KDDIの「LTE」方式選択の報道

 今日の一部報道で、KDDIが従来より展開しているCDMA2000のインフラから、次世代方式ではW-CDMA陣営のLTEへと切り替える方針との情報が流れた。

 これは以前より複数の関係者から聞かれていたことでもあり、事実がどうかは別にして、仮にLTEへと切り替えたとしても驚きに値しない。むしろ、以前のコラムでも書かせていただいた通り、今後の競争環境、制度上の観点から考えれば、十分に有り得る選択肢だからだ。

 折りしも、昨日弊社では「モバイルキャリアの戦略分析<KDDI編>」を発刊させたいただいたが、同社の今の状況を一言で表せば、端境期を迎えているという印象を持っている。

 具体的には、今回報道されたのようなインフラもそうだが、収益モデル、プラットフォームなどあらゆる面において、新たな通信キャリア像へ向かう「リ・スタート」の時期という意味だ。

 いち早く3Gサービスを開始し、データ通信料金を定額化。そのネットワーク上で着うた、着うたフルといったキラーコンテンツ、斬新なデザイン端末など、コンテンツ、プラットフォーム、端末レイヤーをバランスよくハンドリングすることで、先進的なブランドイメージをリードしてきた。それが、3G時代においてドコモと伍して戦えたKDDIの『強さ』の源泉だった。

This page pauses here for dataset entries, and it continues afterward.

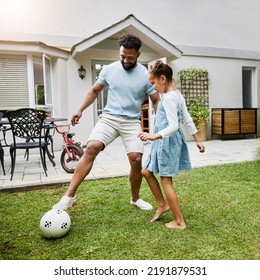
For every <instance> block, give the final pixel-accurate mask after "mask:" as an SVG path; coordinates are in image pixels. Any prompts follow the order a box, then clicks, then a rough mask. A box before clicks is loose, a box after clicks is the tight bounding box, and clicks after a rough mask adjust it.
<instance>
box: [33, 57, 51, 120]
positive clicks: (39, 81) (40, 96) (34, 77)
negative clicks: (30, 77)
mask: <svg viewBox="0 0 260 280" xmlns="http://www.w3.org/2000/svg"><path fill="white" fill-rule="evenodd" d="M33 74H34V99H35V107H36V108H38V109H45V110H46V111H47V112H48V113H50V114H51V115H52V112H53V104H52V90H51V62H50V59H49V58H48V57H47V56H46V55H43V56H42V57H34V58H33Z"/></svg>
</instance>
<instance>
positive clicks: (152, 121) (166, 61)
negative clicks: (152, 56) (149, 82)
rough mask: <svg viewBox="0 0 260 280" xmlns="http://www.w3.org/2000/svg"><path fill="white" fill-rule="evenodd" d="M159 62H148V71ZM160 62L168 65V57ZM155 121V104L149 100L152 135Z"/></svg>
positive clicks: (150, 123) (149, 119)
mask: <svg viewBox="0 0 260 280" xmlns="http://www.w3.org/2000/svg"><path fill="white" fill-rule="evenodd" d="M157 60H158V59H156V60H153V61H150V62H148V71H150V70H151V69H152V67H153V66H154V64H155V62H156V61H157ZM159 60H161V61H162V62H163V63H167V59H166V57H162V58H159ZM154 119H155V112H154V108H153V103H152V101H151V99H150V98H149V132H150V133H151V132H153V125H154Z"/></svg>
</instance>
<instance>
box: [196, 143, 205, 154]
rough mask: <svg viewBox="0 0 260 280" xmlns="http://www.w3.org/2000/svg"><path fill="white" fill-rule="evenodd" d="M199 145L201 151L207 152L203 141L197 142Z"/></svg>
mask: <svg viewBox="0 0 260 280" xmlns="http://www.w3.org/2000/svg"><path fill="white" fill-rule="evenodd" d="M197 147H198V148H199V151H200V152H201V153H204V152H205V146H204V145H203V144H202V143H201V142H197Z"/></svg>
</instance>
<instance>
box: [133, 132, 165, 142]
mask: <svg viewBox="0 0 260 280" xmlns="http://www.w3.org/2000/svg"><path fill="white" fill-rule="evenodd" d="M158 135H159V134H158ZM158 135H157V134H152V133H147V132H141V133H140V134H139V135H138V136H137V137H139V138H140V139H141V140H142V141H148V140H152V141H153V140H156V139H159V138H161V135H159V136H158Z"/></svg>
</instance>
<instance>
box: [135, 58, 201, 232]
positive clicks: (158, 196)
mask: <svg viewBox="0 0 260 280" xmlns="http://www.w3.org/2000/svg"><path fill="white" fill-rule="evenodd" d="M149 80H150V82H151V84H152V85H153V87H154V88H155V89H156V90H157V91H158V92H159V93H161V100H160V103H159V105H158V108H157V112H156V117H155V124H154V133H146V132H142V133H140V134H139V137H140V139H141V140H142V141H147V140H151V141H153V143H152V147H151V151H150V154H149V156H148V158H147V160H146V163H145V168H144V169H143V170H142V173H143V176H144V177H145V179H146V181H147V182H148V184H149V186H150V188H151V191H152V193H153V195H154V197H155V200H156V203H157V206H158V208H157V211H156V213H155V216H154V217H153V218H152V220H151V222H154V221H156V220H158V219H159V218H160V216H161V215H162V214H163V213H165V212H167V211H169V210H171V211H172V213H173V215H174V218H175V219H174V220H173V221H171V222H169V223H166V224H165V226H166V227H167V228H176V229H185V228H186V224H185V222H184V219H183V217H182V213H181V210H180V206H179V203H178V198H177V195H176V192H175V190H174V188H173V183H172V176H177V175H178V171H179V170H190V169H191V163H190V158H189V151H188V147H187V144H186V141H185V137H184V134H183V132H182V130H181V128H180V120H181V119H182V120H183V122H184V124H185V125H186V127H187V129H188V131H189V133H190V134H191V135H193V137H194V139H195V141H196V144H197V147H198V148H199V151H200V152H201V153H203V152H204V151H205V147H204V145H203V144H202V143H201V142H200V139H199V136H198V134H197V132H198V131H197V129H196V127H195V125H194V123H193V121H192V118H191V117H190V114H189V113H188V111H187V107H186V104H185V100H184V98H183V96H182V95H181V93H180V92H179V91H177V90H176V88H175V87H174V85H173V83H172V69H171V67H170V66H169V65H167V64H164V63H163V62H161V61H160V60H158V61H157V62H156V64H155V66H154V67H153V69H152V70H151V71H150V72H149ZM154 173H159V174H160V179H161V184H162V186H163V189H164V193H165V196H166V199H167V202H168V203H167V202H166V201H165V199H164V197H163V194H162V191H161V189H160V185H159V182H158V180H157V179H156V177H155V176H154Z"/></svg>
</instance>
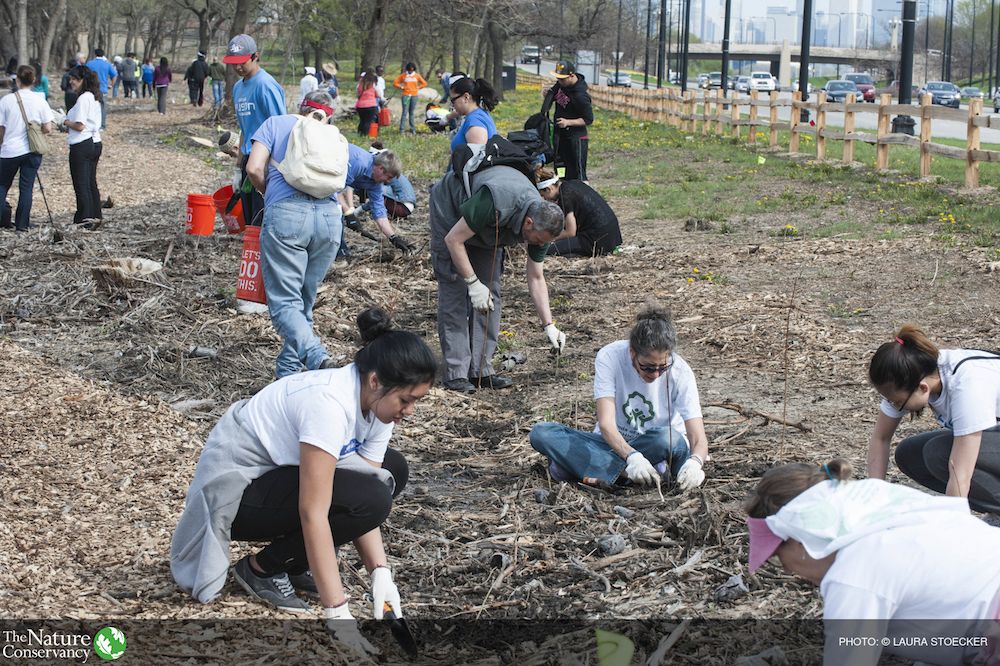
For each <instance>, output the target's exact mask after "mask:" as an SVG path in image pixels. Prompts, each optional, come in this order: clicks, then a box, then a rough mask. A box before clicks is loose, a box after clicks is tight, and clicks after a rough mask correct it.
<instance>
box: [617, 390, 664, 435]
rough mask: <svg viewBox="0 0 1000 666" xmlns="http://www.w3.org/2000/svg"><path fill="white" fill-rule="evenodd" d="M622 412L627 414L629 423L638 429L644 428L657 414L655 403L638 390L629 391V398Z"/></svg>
mask: <svg viewBox="0 0 1000 666" xmlns="http://www.w3.org/2000/svg"><path fill="white" fill-rule="evenodd" d="M622 414H624V415H625V420H626V421H628V423H629V425H631V426H632V427H633V428H635V429H636V430H638V429H640V428H642V426H643V425H645V424H646V423H649V422H650V421H652V420H653V418H654V417H655V416H656V413H655V412H654V411H653V403H651V402H650V401H649V400H647V399H646V396H644V395H643V394H641V393H639V392H638V391H632V392H631V393H629V395H628V399H626V400H625V404H623V405H622Z"/></svg>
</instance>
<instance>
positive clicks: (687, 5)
mask: <svg viewBox="0 0 1000 666" xmlns="http://www.w3.org/2000/svg"><path fill="white" fill-rule="evenodd" d="M811 1H812V0H806V2H811ZM690 48H691V0H684V46H683V52H682V53H681V92H682V93H685V92H687V73H688V52H689V50H690Z"/></svg>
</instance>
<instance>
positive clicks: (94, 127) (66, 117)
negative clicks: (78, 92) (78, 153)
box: [66, 92, 101, 146]
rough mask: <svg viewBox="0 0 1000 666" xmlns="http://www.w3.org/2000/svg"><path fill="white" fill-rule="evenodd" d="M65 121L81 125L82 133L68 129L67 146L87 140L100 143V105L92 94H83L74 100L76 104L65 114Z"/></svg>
mask: <svg viewBox="0 0 1000 666" xmlns="http://www.w3.org/2000/svg"><path fill="white" fill-rule="evenodd" d="M66 119H67V120H72V121H73V122H76V123H83V124H84V128H83V131H79V132H78V131H77V130H75V129H73V128H69V145H71V146H73V145H76V144H78V143H80V142H82V141H86V140H87V139H93V140H94V143H100V142H101V105H100V103H99V102H98V101H97V100H96V99H94V93H91V92H85V93H83V94H82V95H80V96H79V97H77V98H76V104H74V105H73V108H72V109H70V110H69V113H67V114H66Z"/></svg>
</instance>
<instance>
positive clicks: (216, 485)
mask: <svg viewBox="0 0 1000 666" xmlns="http://www.w3.org/2000/svg"><path fill="white" fill-rule="evenodd" d="M357 323H358V329H359V330H360V333H361V339H362V341H363V342H364V345H365V346H364V347H363V348H362V349H361V350H360V351H358V353H357V354H355V356H354V362H353V363H351V364H349V365H346V366H344V367H342V368H331V369H327V370H317V371H315V372H306V373H301V374H298V375H294V376H290V377H285V378H283V379H279V380H278V381H276V382H274V383H272V384H271V385H269V386H267V387H265V388H264V389H262V390H261V391H260V392H259V393H257V394H256V395H255V396H253V397H252V398H250V399H249V400H240V401H239V402H237V403H235V404H233V405H232V406H230V407H229V409H228V410H227V411H226V413H225V415H223V417H222V419H221V420H220V421H219V423H218V424H216V426H215V427H214V428H213V429H212V432H211V433H210V434H209V436H208V440H207V441H206V442H205V447H204V449H203V450H202V453H201V457H200V459H199V460H198V466H197V468H196V469H195V473H194V479H193V480H192V482H191V487H190V489H189V490H188V494H187V501H186V503H185V507H184V513H183V514H182V515H181V518H180V521H179V522H178V524H177V529H176V530H175V531H174V535H173V539H172V542H171V550H170V571H171V574H172V575H173V577H174V580H175V581H177V584H178V585H180V587H181V588H183V589H184V590H186V591H188V592H190V593H191V595H192V596H193V597H194V598H195V599H197V600H198V601H200V602H202V603H209V602H211V601H214V600H215V599H217V598H218V597H219V595H220V594H221V593H222V589H223V586H224V585H225V583H226V578H227V573H228V569H229V562H230V560H229V542H230V540H236V541H264V542H268V545H267V546H265V547H264V548H263V549H262V550H259V551H257V552H256V553H255V554H253V555H247V556H245V557H243V558H242V559H240V560H239V561H238V562H237V563H236V565H235V566H234V567H233V576H234V578H235V579H236V582H237V583H239V585H240V586H241V587H243V588H244V589H245V590H246V591H247V592H248V593H249V594H250V595H251V596H252V597H254V598H256V599H258V600H260V601H263V602H265V603H268V604H270V605H272V606H274V607H276V608H278V609H279V610H283V611H290V612H296V613H311V612H312V610H311V608H310V606H309V604H307V603H306V602H305V601H303V600H302V599H301V598H300V597H299V596H298V595H297V594H296V591H299V592H303V593H306V594H311V595H313V596H318V597H319V600H320V602H321V604H322V606H323V617H324V619H325V620H327V630H328V631H329V632H330V633H331V634H332V635H333V637H334V638H335V639H336V640H340V641H343V642H344V643H347V644H348V645H350V646H351V647H353V648H355V649H357V650H360V651H362V652H372V651H374V648H372V646H371V645H370V644H369V643H368V641H367V640H365V639H364V638H363V637H362V636H361V634H360V633H359V631H358V627H357V624H356V623H355V622H354V620H353V615H352V613H351V610H350V608H349V605H348V600H347V596H346V595H345V592H344V585H343V583H342V580H341V576H340V571H339V564H338V552H337V549H339V548H343V547H344V546H345V545H346V544H348V543H353V544H354V547H355V548H356V549H357V551H358V555H359V556H360V557H361V561H362V563H363V564H364V567H365V569H366V570H367V571H368V573H369V574H370V575H371V579H370V590H371V594H372V598H373V615H374V617H375V619H382V618H383V617H384V611H383V609H384V605H383V604H384V603H388V604H389V606H390V607H391V608H392V610H393V613H395V614H396V616H397V617H402V610H401V608H400V605H401V604H400V597H399V590H398V588H397V587H396V584H395V583H394V582H393V576H392V572H391V570H390V569H389V561H388V558H387V557H386V553H385V547H384V545H383V543H382V534H381V531H380V526H381V525H382V523H383V522H385V519H386V518H387V517H388V515H389V512H390V510H391V509H392V500H393V498H394V497H395V496H396V495H398V494H399V493H400V491H402V489H403V487H404V486H405V485H406V481H407V478H408V475H409V470H408V467H407V464H406V460H405V458H403V456H402V454H400V453H399V452H398V451H396V450H394V449H391V448H389V441H390V439H391V437H392V432H393V427H394V425H395V424H396V423H399V422H400V421H402V420H403V419H404V418H407V417H409V416H411V415H412V414H413V409H414V405H415V404H416V402H417V401H418V400H420V399H421V398H423V397H424V396H425V395H427V392H428V391H429V390H430V387H431V383H432V382H433V381H434V375H435V374H436V373H437V361H436V360H435V358H434V355H433V354H432V353H431V350H430V349H428V347H427V345H426V343H424V342H423V340H422V339H421V338H420V337H419V336H417V335H416V334H414V333H411V332H409V331H401V330H395V329H393V327H392V325H391V322H390V321H389V318H388V315H386V314H385V312H383V311H382V310H379V309H369V310H366V311H364V312H362V313H361V314H360V315H359V316H358V319H357Z"/></svg>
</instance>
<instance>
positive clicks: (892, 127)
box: [892, 0, 917, 136]
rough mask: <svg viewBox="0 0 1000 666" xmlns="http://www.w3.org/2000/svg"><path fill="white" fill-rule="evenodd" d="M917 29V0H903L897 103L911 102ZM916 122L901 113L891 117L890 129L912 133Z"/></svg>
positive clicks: (904, 103) (907, 116) (900, 132)
mask: <svg viewBox="0 0 1000 666" xmlns="http://www.w3.org/2000/svg"><path fill="white" fill-rule="evenodd" d="M916 31H917V0H903V51H902V53H901V54H900V58H899V70H900V72H899V103H900V105H903V104H912V103H913V100H912V93H911V90H910V89H911V87H912V86H913V42H914V36H915V33H916ZM915 125H916V123H915V122H914V120H913V117H912V116H907V115H901V116H896V117H895V118H893V119H892V131H893V132H895V133H896V134H909V135H910V136H912V135H913V128H914V126H915Z"/></svg>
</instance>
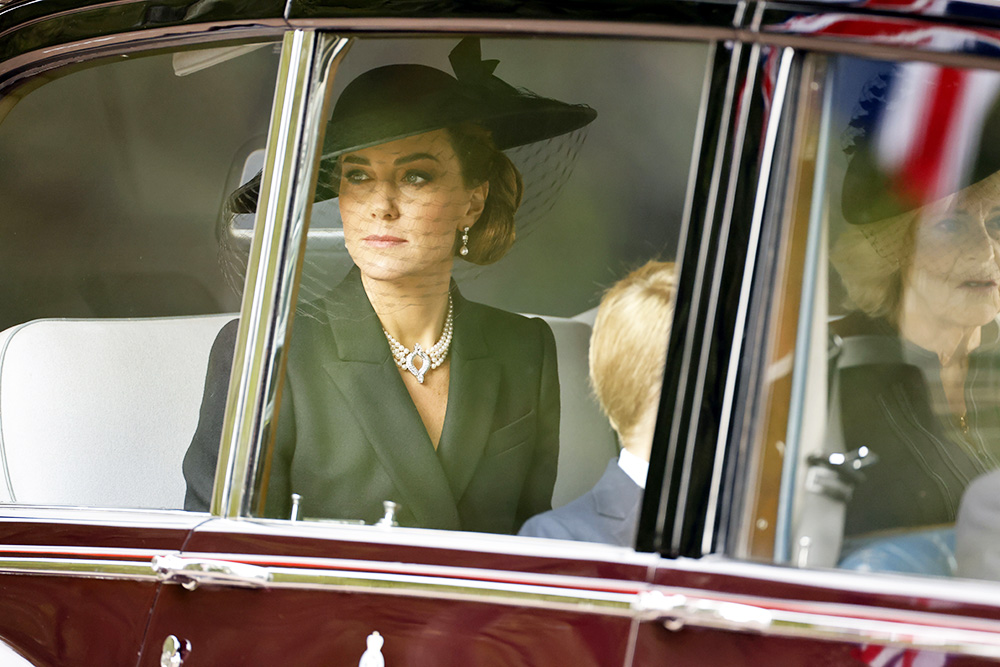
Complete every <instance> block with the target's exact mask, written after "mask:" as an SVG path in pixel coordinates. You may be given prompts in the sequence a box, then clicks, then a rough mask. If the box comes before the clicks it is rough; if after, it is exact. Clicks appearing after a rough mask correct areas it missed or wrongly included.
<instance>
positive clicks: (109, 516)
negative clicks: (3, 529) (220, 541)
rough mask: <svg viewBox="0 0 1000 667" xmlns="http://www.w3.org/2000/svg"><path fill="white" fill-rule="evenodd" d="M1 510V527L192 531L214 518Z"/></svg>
mask: <svg viewBox="0 0 1000 667" xmlns="http://www.w3.org/2000/svg"><path fill="white" fill-rule="evenodd" d="M0 507H2V511H3V513H4V514H3V516H0V525H3V524H7V523H11V524H24V523H53V524H60V525H67V526H70V525H79V526H95V525H100V526H114V527H120V528H154V529H155V528H176V529H178V530H191V529H193V528H195V527H197V526H199V525H201V524H202V523H204V522H205V521H207V520H208V519H210V518H211V517H210V516H209V514H208V513H207V512H189V511H186V510H181V509H170V510H150V509H124V508H102V507H75V506H67V505H0ZM0 544H2V543H0Z"/></svg>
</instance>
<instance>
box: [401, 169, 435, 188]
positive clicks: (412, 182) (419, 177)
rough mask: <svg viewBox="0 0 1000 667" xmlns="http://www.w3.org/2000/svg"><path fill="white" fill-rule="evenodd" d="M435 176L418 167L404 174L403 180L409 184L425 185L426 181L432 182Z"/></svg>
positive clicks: (403, 180) (406, 182)
mask: <svg viewBox="0 0 1000 667" xmlns="http://www.w3.org/2000/svg"><path fill="white" fill-rule="evenodd" d="M432 180H433V177H432V176H431V175H430V174H428V173H427V172H426V171H419V170H417V169H411V170H409V171H407V172H406V173H405V174H403V182H404V183H406V184H407V185H424V184H425V183H430V182H431V181H432Z"/></svg>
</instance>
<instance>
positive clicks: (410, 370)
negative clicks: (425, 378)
mask: <svg viewBox="0 0 1000 667" xmlns="http://www.w3.org/2000/svg"><path fill="white" fill-rule="evenodd" d="M414 357H418V358H419V359H420V362H421V363H420V368H417V367H416V366H414V365H413V358H414ZM430 367H431V358H430V357H428V356H427V353H426V352H424V350H423V348H421V347H420V343H416V344H414V346H413V352H410V353H409V354H408V355H406V366H404V368H406V370H408V371H410V373H412V374H413V377H415V378H417V382H419V383H420V384H423V383H424V373H426V372H427V369H428V368H430Z"/></svg>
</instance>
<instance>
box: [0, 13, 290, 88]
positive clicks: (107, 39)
mask: <svg viewBox="0 0 1000 667" xmlns="http://www.w3.org/2000/svg"><path fill="white" fill-rule="evenodd" d="M286 32H288V26H287V24H285V22H284V21H261V22H260V25H258V26H255V27H247V25H246V21H232V22H219V23H203V24H198V25H196V26H190V25H188V26H171V27H168V28H154V29H150V30H141V31H134V32H124V33H118V34H115V35H105V36H100V37H94V38H92V39H85V40H80V41H74V42H67V43H64V44H55V45H52V46H50V47H46V48H43V49H36V50H33V51H27V52H25V53H22V54H20V55H17V56H14V57H12V58H8V59H6V60H0V96H2V95H3V94H5V93H6V91H7V90H9V89H10V88H11V87H12V86H16V85H17V84H18V83H20V82H21V81H23V80H24V79H27V78H30V77H33V76H37V75H39V74H42V73H44V72H47V71H50V70H53V69H57V68H59V67H62V66H64V65H67V64H75V63H79V62H82V61H86V60H93V59H97V58H102V57H105V56H115V55H123V54H130V53H136V52H140V51H149V50H151V49H157V48H168V47H172V46H189V45H198V44H211V43H213V42H225V41H235V40H244V39H245V40H260V41H267V40H268V39H275V41H277V38H278V37H280V36H281V35H283V34H284V33H286Z"/></svg>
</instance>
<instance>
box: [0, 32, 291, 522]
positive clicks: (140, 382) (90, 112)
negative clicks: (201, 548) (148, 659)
mask: <svg viewBox="0 0 1000 667" xmlns="http://www.w3.org/2000/svg"><path fill="white" fill-rule="evenodd" d="M277 59H278V55H277V51H276V46H275V45H274V44H269V43H268V44H245V45H233V44H227V45H225V46H223V47H215V48H195V49H189V50H183V51H179V52H176V53H170V52H158V53H157V54H155V55H150V56H141V55H139V54H125V55H121V56H116V57H114V58H109V59H105V60H103V61H101V62H99V63H97V64H93V65H89V64H88V65H87V66H73V67H72V68H71V69H68V70H55V71H50V72H48V73H46V74H45V75H42V76H40V77H38V78H36V79H33V80H30V81H28V82H27V83H24V84H21V85H20V86H19V87H17V88H14V89H12V90H10V91H8V92H7V93H6V94H5V96H4V97H2V98H0V155H2V158H0V205H2V207H3V211H4V214H3V219H2V222H0V234H2V238H3V241H2V243H0V258H2V259H0V266H2V271H3V280H2V281H0V332H2V333H0V454H2V464H3V468H2V473H3V483H2V484H0V499H2V501H3V502H6V503H20V504H46V505H52V504H67V505H74V506H101V507H132V508H181V507H183V505H184V496H185V483H184V478H183V475H182V460H183V456H184V453H185V450H186V448H187V445H188V443H190V441H191V438H192V435H193V433H194V431H195V426H196V424H197V421H198V412H199V405H200V402H201V397H202V390H203V387H204V378H205V367H206V364H207V362H208V357H209V350H210V348H211V347H212V344H213V341H214V340H215V337H216V335H217V333H218V332H219V330H220V329H221V328H222V327H223V325H225V324H226V323H227V322H229V321H230V320H233V319H234V318H236V317H237V313H236V311H238V310H239V303H240V293H241V291H242V285H243V283H242V281H243V276H242V269H237V268H236V267H234V266H233V265H232V256H231V255H229V254H227V253H226V251H227V247H226V245H227V244H226V243H223V244H220V241H219V239H220V238H222V239H224V240H226V241H228V239H226V237H224V236H220V235H219V233H218V228H219V220H220V214H221V211H222V209H223V204H224V200H225V195H226V194H227V193H228V192H231V191H232V189H233V188H234V187H235V185H236V184H238V183H239V176H240V173H241V171H242V169H243V167H244V163H245V162H246V161H247V160H248V158H250V156H251V155H252V154H253V151H255V150H256V149H258V148H261V147H263V145H264V135H265V134H266V132H267V121H268V114H269V111H270V106H271V98H272V95H273V86H274V79H275V75H276V68H277ZM227 381H228V380H227ZM222 393H223V396H224V394H225V387H223V390H222ZM223 400H224V399H223Z"/></svg>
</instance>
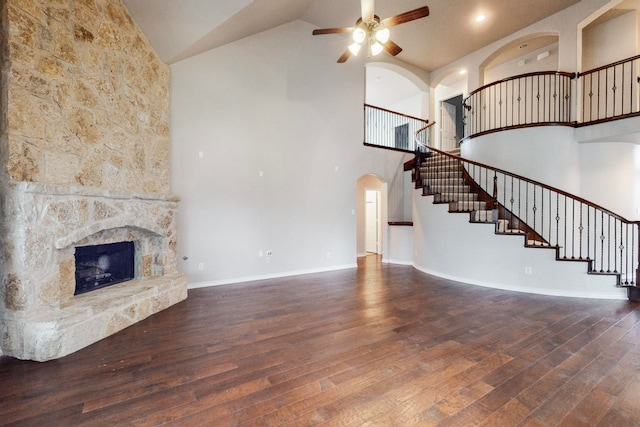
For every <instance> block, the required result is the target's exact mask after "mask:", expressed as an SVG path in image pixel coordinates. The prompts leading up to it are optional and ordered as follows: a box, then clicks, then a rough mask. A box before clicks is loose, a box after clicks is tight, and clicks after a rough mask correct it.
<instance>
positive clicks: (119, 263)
mask: <svg viewBox="0 0 640 427" xmlns="http://www.w3.org/2000/svg"><path fill="white" fill-rule="evenodd" d="M134 255H135V249H134V245H133V242H119V243H108V244H104V245H95V246H78V247H76V291H75V294H74V295H78V294H84V293H86V292H89V291H93V290H96V289H100V288H104V287H105V286H109V285H115V284H116V283H122V282H126V281H127V280H131V279H133V276H134Z"/></svg>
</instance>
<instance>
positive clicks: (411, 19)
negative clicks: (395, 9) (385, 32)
mask: <svg viewBox="0 0 640 427" xmlns="http://www.w3.org/2000/svg"><path fill="white" fill-rule="evenodd" d="M425 16H429V6H423V7H420V8H418V9H414V10H410V11H409V12H405V13H401V14H400V15H396V16H392V17H390V18H387V19H384V20H382V22H381V24H382V25H384V26H385V27H393V26H395V25H400V24H404V23H405V22H409V21H413V20H414V19H420V18H424V17H425Z"/></svg>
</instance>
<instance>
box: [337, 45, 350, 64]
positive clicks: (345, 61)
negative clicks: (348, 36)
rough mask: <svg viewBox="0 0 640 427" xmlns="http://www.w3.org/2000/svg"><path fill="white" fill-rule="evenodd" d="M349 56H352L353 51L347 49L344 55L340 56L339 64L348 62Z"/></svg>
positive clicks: (341, 63)
mask: <svg viewBox="0 0 640 427" xmlns="http://www.w3.org/2000/svg"><path fill="white" fill-rule="evenodd" d="M349 55H351V51H350V50H349V49H348V48H347V50H345V51H344V53H343V54H342V55H340V58H338V64H342V63H344V62H347V59H349Z"/></svg>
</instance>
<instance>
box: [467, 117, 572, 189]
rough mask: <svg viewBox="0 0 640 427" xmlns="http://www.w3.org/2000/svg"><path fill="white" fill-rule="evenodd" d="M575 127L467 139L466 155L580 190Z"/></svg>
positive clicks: (482, 161) (515, 171)
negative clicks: (574, 136) (574, 135)
mask: <svg viewBox="0 0 640 427" xmlns="http://www.w3.org/2000/svg"><path fill="white" fill-rule="evenodd" d="M574 132H575V131H574V129H573V128H571V127H565V126H539V127H533V128H525V129H513V130H506V131H502V132H496V133H492V134H488V135H483V136H479V137H476V138H472V139H467V140H465V141H464V143H463V144H462V146H461V154H462V157H464V158H467V159H470V160H475V161H477V162H480V163H484V164H487V165H490V166H493V167H496V168H498V169H503V170H506V171H509V172H512V173H515V174H517V175H522V176H525V177H527V178H530V179H532V180H535V181H539V182H541V183H543V184H547V185H550V186H552V187H556V188H560V189H562V190H565V191H568V192H570V193H574V194H579V193H580V156H579V147H578V144H577V143H576V142H575V137H574Z"/></svg>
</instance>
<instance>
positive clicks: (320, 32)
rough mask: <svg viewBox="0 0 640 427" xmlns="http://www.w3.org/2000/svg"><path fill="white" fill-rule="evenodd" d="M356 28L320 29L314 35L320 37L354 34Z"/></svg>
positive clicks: (330, 28)
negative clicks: (321, 34)
mask: <svg viewBox="0 0 640 427" xmlns="http://www.w3.org/2000/svg"><path fill="white" fill-rule="evenodd" d="M354 29H355V28H353V27H341V28H319V29H317V30H313V35H314V36H318V35H321V34H338V33H352V32H353V30H354Z"/></svg>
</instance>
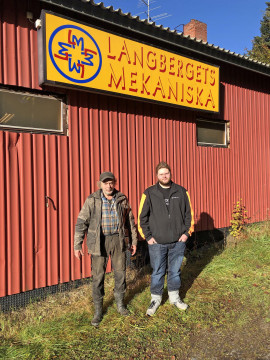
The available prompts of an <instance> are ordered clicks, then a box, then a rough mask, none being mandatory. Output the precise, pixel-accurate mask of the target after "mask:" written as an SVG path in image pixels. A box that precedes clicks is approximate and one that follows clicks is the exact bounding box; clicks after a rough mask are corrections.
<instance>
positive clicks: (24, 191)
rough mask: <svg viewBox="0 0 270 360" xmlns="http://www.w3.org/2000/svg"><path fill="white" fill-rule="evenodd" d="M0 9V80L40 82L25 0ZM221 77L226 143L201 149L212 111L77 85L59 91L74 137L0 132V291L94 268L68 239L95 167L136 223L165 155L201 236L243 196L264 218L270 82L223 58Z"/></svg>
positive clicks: (40, 283)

 しかし、その一方でクアルコムを中心とした効率的なフラミンゴ打法は、世界的なW-CDMA陣営の拡大と、CDMA陣営のマイノリティ化という市場構図のなかでは、いつでも梯子が外れてしまう(=折れてしまう)という危険性をあわせ持っている。 特に今となっては、それだけに寄るのはリスクが大きい。

 KDDIがいずれの方式を選択するのか注目されるが、その如何に関わらず、今後の世界の通信方式の流れには大きな影響は及ぼすことはないだろう。しかし、国内の市場にとっては、非常に大きなターニングポイントとなることは間違いない。